Ренару с каждым днем страшнее, Ренар учится молиться, хоть и начинает тайно богохульствовать, невольно ненавидеть то, чему молится, потому что молитв много, молитвы порхают в небе голубями, а Чернышу не становится легче ни на грамм. Ренару хочется рыдать и рвать, Ренар всё надеется, будто что-нибудь изменится, хотя бы на сегодня обойдется, подарит им обоим заслуженный выходной, позволит просто побыть вместе, прижаться плечом к плечу, пройтись по свежей закатной улочке, подышать рекой и друг другом, вернуться, посмотреть ничего не значащие британские драмы, пожевать сыр в мелкой нарезке и принесенные из супермаркета бархатные персики, запить одной на двоих бутылкой безалкогольного желтого пива — им нельзя алкоголь, им не нужен алкоголь, у них и так вся жизнь на голову да по-пьяни.

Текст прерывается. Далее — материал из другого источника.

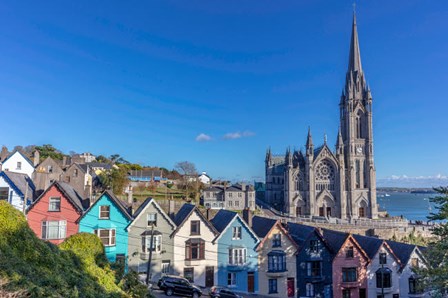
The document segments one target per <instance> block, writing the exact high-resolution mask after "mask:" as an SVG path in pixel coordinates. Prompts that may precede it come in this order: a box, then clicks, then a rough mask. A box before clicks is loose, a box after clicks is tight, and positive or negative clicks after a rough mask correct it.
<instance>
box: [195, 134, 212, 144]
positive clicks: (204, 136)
mask: <svg viewBox="0 0 448 298" xmlns="http://www.w3.org/2000/svg"><path fill="white" fill-rule="evenodd" d="M211 140H212V137H211V136H209V135H206V134H205V133H200V134H199V135H198V136H197V137H196V141H197V142H208V141H211Z"/></svg>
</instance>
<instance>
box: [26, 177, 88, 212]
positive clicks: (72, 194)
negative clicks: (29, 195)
mask: <svg viewBox="0 0 448 298" xmlns="http://www.w3.org/2000/svg"><path fill="white" fill-rule="evenodd" d="M53 186H54V187H56V188H57V189H59V191H60V192H62V194H63V195H64V196H65V198H66V199H67V200H68V201H69V203H71V204H72V206H73V207H74V208H75V209H76V210H77V211H78V212H80V213H82V212H84V210H86V209H87V207H88V205H87V204H88V201H87V200H85V199H84V198H83V197H82V196H81V195H80V194H78V192H77V191H76V190H75V189H74V188H73V187H72V186H71V185H69V184H67V183H65V182H60V181H55V182H53V183H52V184H51V185H50V186H49V187H48V188H47V189H46V190H45V191H44V192H43V193H42V194H41V195H40V196H39V197H38V198H37V199H36V200H35V201H34V202H33V204H32V205H31V206H30V208H28V211H27V213H28V212H30V210H31V209H33V207H34V206H35V205H37V203H38V202H39V201H40V200H41V199H42V198H43V197H44V196H45V195H46V193H47V192H48V191H49V190H50V189H51V188H52V187H53Z"/></svg>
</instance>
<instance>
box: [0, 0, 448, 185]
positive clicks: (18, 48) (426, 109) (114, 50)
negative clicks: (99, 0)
mask: <svg viewBox="0 0 448 298" xmlns="http://www.w3.org/2000/svg"><path fill="white" fill-rule="evenodd" d="M357 21H358V32H359V38H360V47H361V56H362V63H363V68H364V71H365V74H366V77H367V80H368V83H369V84H370V86H371V89H372V94H373V98H374V106H373V108H374V138H375V154H376V156H375V161H376V168H377V177H378V178H385V177H390V176H392V175H398V176H399V175H407V176H410V177H414V176H435V175H437V174H442V175H446V174H448V170H447V169H448V158H447V157H446V153H447V149H448V140H447V137H446V132H447V129H448V120H447V115H446V113H447V108H448V97H447V91H446V89H445V87H446V86H448V72H447V71H446V70H447V68H448V39H447V38H446V37H447V36H448V2H446V1H424V0H421V1H414V0H406V1H405V0H403V1H385V0H378V1H359V2H358V3H357ZM351 22H352V1H316V0H312V1H311V0H309V1H260V0H257V1H255V0H254V1H220V2H218V1H126V2H123V1H71V2H69V1H66V2H61V1H46V2H40V1H1V2H0V43H1V44H0V45H1V46H0V57H1V58H0V103H1V106H2V110H3V113H2V124H3V125H2V133H1V139H0V144H4V145H7V146H8V147H13V146H14V145H19V144H20V145H28V144H43V143H51V144H53V145H54V146H56V147H58V148H60V149H62V150H63V151H65V152H68V151H70V150H73V151H76V152H84V151H90V152H92V153H94V154H104V155H111V154H114V153H118V154H120V155H122V156H123V157H125V158H126V159H128V160H130V161H133V162H139V163H142V164H145V165H158V166H163V167H167V168H172V167H173V166H174V164H175V163H176V162H177V161H183V160H189V161H192V162H194V163H195V164H196V166H197V168H198V170H199V171H207V172H208V173H209V174H210V175H211V176H212V177H213V178H224V177H225V178H228V179H247V180H252V179H254V178H255V177H263V176H264V157H265V152H266V149H267V147H268V146H271V148H272V150H273V152H275V153H279V154H283V153H284V152H285V150H286V148H287V146H291V147H296V148H301V147H302V146H303V145H304V143H305V138H306V133H307V129H308V126H311V129H312V133H313V137H314V143H315V144H319V143H322V142H323V136H324V134H325V133H326V134H327V135H328V140H329V143H331V144H334V143H335V139H336V134H337V128H338V125H339V119H338V116H339V110H338V103H339V96H340V93H341V90H342V87H343V85H344V80H345V72H346V70H347V60H348V50H349V39H350V30H351ZM201 134H204V135H202V136H200V135H201ZM205 135H206V136H205ZM198 136H200V137H199V139H202V141H197V140H196V139H197V138H198ZM207 136H208V137H210V140H206V139H208V137H207ZM237 137H239V138H237Z"/></svg>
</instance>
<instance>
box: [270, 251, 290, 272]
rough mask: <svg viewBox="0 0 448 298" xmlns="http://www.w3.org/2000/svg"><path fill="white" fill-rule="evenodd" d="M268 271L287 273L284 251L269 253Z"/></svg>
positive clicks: (276, 251)
mask: <svg viewBox="0 0 448 298" xmlns="http://www.w3.org/2000/svg"><path fill="white" fill-rule="evenodd" d="M268 271H269V272H283V271H286V254H285V253H284V252H283V251H271V252H270V253H268Z"/></svg>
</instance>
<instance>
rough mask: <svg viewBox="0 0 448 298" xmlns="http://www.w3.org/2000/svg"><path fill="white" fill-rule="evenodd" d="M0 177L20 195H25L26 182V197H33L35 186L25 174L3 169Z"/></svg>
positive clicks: (35, 187) (34, 190)
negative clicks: (27, 192)
mask: <svg viewBox="0 0 448 298" xmlns="http://www.w3.org/2000/svg"><path fill="white" fill-rule="evenodd" d="M0 177H3V178H4V179H5V181H6V183H8V184H9V186H10V187H11V188H12V189H14V191H15V192H16V193H17V194H18V195H19V196H21V197H24V196H25V193H26V192H27V190H26V189H27V183H28V197H30V198H33V195H34V191H35V190H36V187H35V186H34V183H33V181H32V180H31V179H30V177H28V175H27V174H22V173H15V172H10V171H3V172H1V173H0Z"/></svg>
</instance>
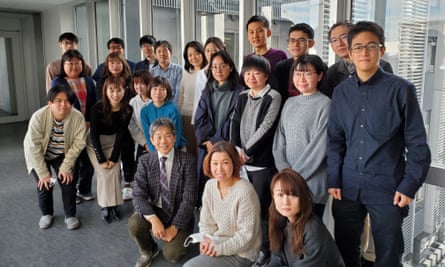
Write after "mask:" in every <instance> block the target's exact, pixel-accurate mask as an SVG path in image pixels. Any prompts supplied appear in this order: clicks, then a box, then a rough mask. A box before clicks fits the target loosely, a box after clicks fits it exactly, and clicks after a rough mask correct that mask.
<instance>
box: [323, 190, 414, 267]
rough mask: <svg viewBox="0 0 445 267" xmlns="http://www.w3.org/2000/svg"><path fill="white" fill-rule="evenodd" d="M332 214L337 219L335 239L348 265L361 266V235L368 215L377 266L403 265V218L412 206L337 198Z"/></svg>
mask: <svg viewBox="0 0 445 267" xmlns="http://www.w3.org/2000/svg"><path fill="white" fill-rule="evenodd" d="M332 213H333V216H334V219H335V241H336V243H337V246H338V248H339V250H340V253H341V254H342V256H343V260H344V262H345V265H346V266H347V267H348V266H351V267H352V266H353V267H356V266H361V265H360V264H361V262H360V244H361V242H360V240H361V239H360V238H361V235H362V233H363V225H364V221H365V217H366V214H367V213H369V215H370V218H371V230H372V234H373V236H374V244H375V254H376V260H375V263H374V266H375V267H387V266H396V267H397V266H402V265H401V258H402V254H403V250H404V243H403V236H402V222H403V218H404V217H406V216H407V215H408V207H405V208H400V207H398V206H394V205H392V203H389V204H363V203H361V202H360V201H352V200H348V199H344V198H343V199H342V200H334V202H333V205H332Z"/></svg>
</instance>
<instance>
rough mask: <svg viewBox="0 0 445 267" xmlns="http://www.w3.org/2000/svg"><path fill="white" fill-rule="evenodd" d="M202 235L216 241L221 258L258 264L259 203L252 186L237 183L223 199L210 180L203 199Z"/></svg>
mask: <svg viewBox="0 0 445 267" xmlns="http://www.w3.org/2000/svg"><path fill="white" fill-rule="evenodd" d="M199 229H200V232H204V233H207V234H209V235H211V236H213V237H214V240H213V241H212V245H213V246H214V248H215V250H216V252H217V254H218V255H220V256H222V255H226V256H230V255H238V256H240V257H243V258H247V259H249V260H250V261H255V259H256V257H257V256H258V252H259V250H260V246H261V225H260V203H259V200H258V196H257V194H256V192H255V189H254V188H253V186H252V184H251V183H250V182H249V181H247V180H244V179H241V180H239V181H238V182H236V183H235V184H234V185H233V186H232V187H231V188H230V189H229V191H228V193H227V195H226V196H225V197H224V198H221V193H220V192H219V190H218V181H217V180H216V179H210V180H209V181H208V182H207V183H206V185H205V188H204V193H203V196H202V208H201V217H200V221H199Z"/></svg>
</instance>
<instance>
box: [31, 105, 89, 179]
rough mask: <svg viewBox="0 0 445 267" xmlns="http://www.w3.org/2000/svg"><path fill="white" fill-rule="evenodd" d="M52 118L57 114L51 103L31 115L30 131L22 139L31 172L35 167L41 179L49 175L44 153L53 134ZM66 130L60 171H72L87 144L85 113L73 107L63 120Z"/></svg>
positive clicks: (36, 170) (64, 129) (41, 108)
mask: <svg viewBox="0 0 445 267" xmlns="http://www.w3.org/2000/svg"><path fill="white" fill-rule="evenodd" d="M53 120H54V117H53V115H52V113H51V110H50V108H49V107H48V106H44V107H42V108H40V109H39V110H37V111H36V112H35V113H34V114H33V115H32V117H31V120H30V121H29V126H28V131H27V132H26V135H25V139H24V140H23V147H24V151H25V162H26V167H27V169H28V172H29V173H31V171H32V170H33V169H34V170H35V171H36V173H37V175H38V176H39V178H43V177H47V176H49V175H50V172H49V170H48V167H47V166H46V162H45V154H46V149H47V147H48V142H49V138H50V136H51V130H52V127H53ZM63 131H64V138H65V159H64V160H63V162H62V164H61V165H60V170H61V171H63V172H70V171H72V170H73V168H74V164H75V163H76V160H77V157H78V156H79V154H80V152H82V150H83V149H84V148H85V144H86V124H85V119H84V117H83V115H82V113H80V112H79V111H77V110H76V109H74V108H72V109H71V112H70V114H68V116H67V117H66V118H65V120H64V124H63Z"/></svg>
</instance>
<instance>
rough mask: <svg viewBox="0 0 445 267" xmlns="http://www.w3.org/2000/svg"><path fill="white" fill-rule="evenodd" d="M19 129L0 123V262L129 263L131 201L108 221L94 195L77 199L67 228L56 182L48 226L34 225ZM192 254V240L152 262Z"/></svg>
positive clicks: (39, 218)
mask: <svg viewBox="0 0 445 267" xmlns="http://www.w3.org/2000/svg"><path fill="white" fill-rule="evenodd" d="M25 131H26V123H13V124H4V125H0V152H1V153H0V183H1V184H0V202H1V204H0V218H1V219H0V266H57V267H59V266H134V264H135V262H136V260H137V258H138V256H139V253H138V250H137V246H136V244H135V243H134V241H133V240H132V239H131V238H130V236H129V235H128V230H127V220H128V218H129V217H130V216H131V214H132V213H133V207H132V204H131V201H130V202H125V203H124V204H123V205H122V206H121V207H120V210H121V213H122V217H123V218H122V219H121V220H120V221H119V222H113V223H111V224H108V225H107V224H105V223H104V222H102V220H101V218H100V208H99V206H98V205H97V203H96V201H95V200H93V201H88V202H83V203H82V204H80V205H78V206H77V216H78V218H79V219H80V221H81V227H80V228H79V229H77V230H74V231H70V230H67V229H66V227H65V224H64V222H63V219H64V215H63V208H62V199H61V193H60V188H59V187H58V186H56V187H55V191H54V192H53V193H54V200H55V206H54V210H55V214H54V215H55V220H54V223H53V226H52V227H51V228H49V229H46V230H41V229H40V228H39V226H38V221H39V219H40V216H41V213H40V210H39V207H38V203H37V193H36V190H35V187H36V184H35V182H34V181H33V180H32V179H31V177H30V176H28V175H27V173H26V169H25V164H24V159H23V148H22V143H23V137H24V134H25ZM94 182H95V181H94ZM93 188H95V185H93ZM197 254H198V248H197V246H194V247H191V248H190V249H189V253H188V255H187V257H186V258H185V259H184V260H183V261H182V262H181V263H179V264H170V263H168V262H166V261H165V260H164V259H163V257H162V255H160V256H158V257H157V258H156V259H155V260H154V262H153V264H152V266H181V265H182V264H183V263H184V262H185V261H186V260H187V259H188V258H190V257H192V256H194V255H197Z"/></svg>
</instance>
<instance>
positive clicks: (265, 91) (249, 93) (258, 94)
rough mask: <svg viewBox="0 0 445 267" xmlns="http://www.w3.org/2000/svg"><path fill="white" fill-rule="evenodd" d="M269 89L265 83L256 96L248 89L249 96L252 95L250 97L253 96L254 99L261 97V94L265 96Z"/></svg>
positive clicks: (261, 95) (267, 92)
mask: <svg viewBox="0 0 445 267" xmlns="http://www.w3.org/2000/svg"><path fill="white" fill-rule="evenodd" d="M269 89H270V85H269V84H266V86H265V87H264V88H263V89H261V91H260V93H259V94H258V95H256V96H253V95H252V89H249V96H250V97H252V98H255V99H256V98H262V97H263V96H265V95H266V94H267V93H268V92H269Z"/></svg>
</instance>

Ренар упрашивает, чтобы демоны-ангелы убрались в свои пещеры да небеса, чтобы оставили его несчастного изношенного мальчишку в покое, чтобы у того получилось спокойно подремать, не боясь никогда не проснуться, чтобы у них всё потихоньку наладилось и запах, густой отвратительный запах, втекающий в комнаты сквозь щели из приоткрытых окон, проваливал прочь, переставал здесь кружиться, уповать на скорую дичь, нашептывать о тоске, сне безо всякого сна и подземном лиственном перегное.
Черныш кашляет надрывно, сухо, будто пустыня изрыгает огонь, с потертыми стонами, с поломанным в зародыше полукриком, и Ренар, оказывающийся рядом через три секунды, замирающий на коленях, хватающийся за бледные больные ладони, нежно и крепко те сжимающий, разминающий, массирующий, снова почти плачущий, почти смеющийся в угаре нездоровой истерики, доведенный до срыва в космическую неизбежность, целует костяшки, обхватывает Синеглазку за сгорбленную чахлую спину, привлекает к себе, зная: укладывать обратно нельзя, спрашивать тоже совсем ни о чем нельзя — да и не отыскать причины, да и не отыскать вопроса, да и без того, смешные вы все, понятно ведь всегда, что с человеком, вернувшимся из кусающих пустоты и холода, может случиться не так.
— Тише, милый, хороший, родной, любимый ты мой… Тише, слышишь? Тише… — шепчет он непроизвольно, тускло и слабо, без особенной веры в собственные слова, с всё той же раненой хромой молитвой, постепенно складывающейся в глупую человеческую угрозу. Гладит, укачивает на удерживающих руках, дарит надежность и обещания, осторожно разминает те косточки, участочки и жилки, за которыми должны отыскаться страдающие лёгкие. Запрокидывает покорную голову, шелестя шорохом гривы, целует в открывшуюся шею, в подбородок, водит суматошными губами, путается пальцами в волосах, снова гладит, гладит, бесконечно гладит, бесконечно трогает, бесконечно нашептывает, пытаясь успокоить не столько его, сколько сходящего с ума себя: — Ну, ну, всё, всё… Сейчас всё пройдет, сейчас, радость моя, только потерпи немного, только послушай меня: всё это уйдет, всё обязательно уйдет, ты просто дыши, просто все равно — ради меня, хорошо? — верь мне и дыши.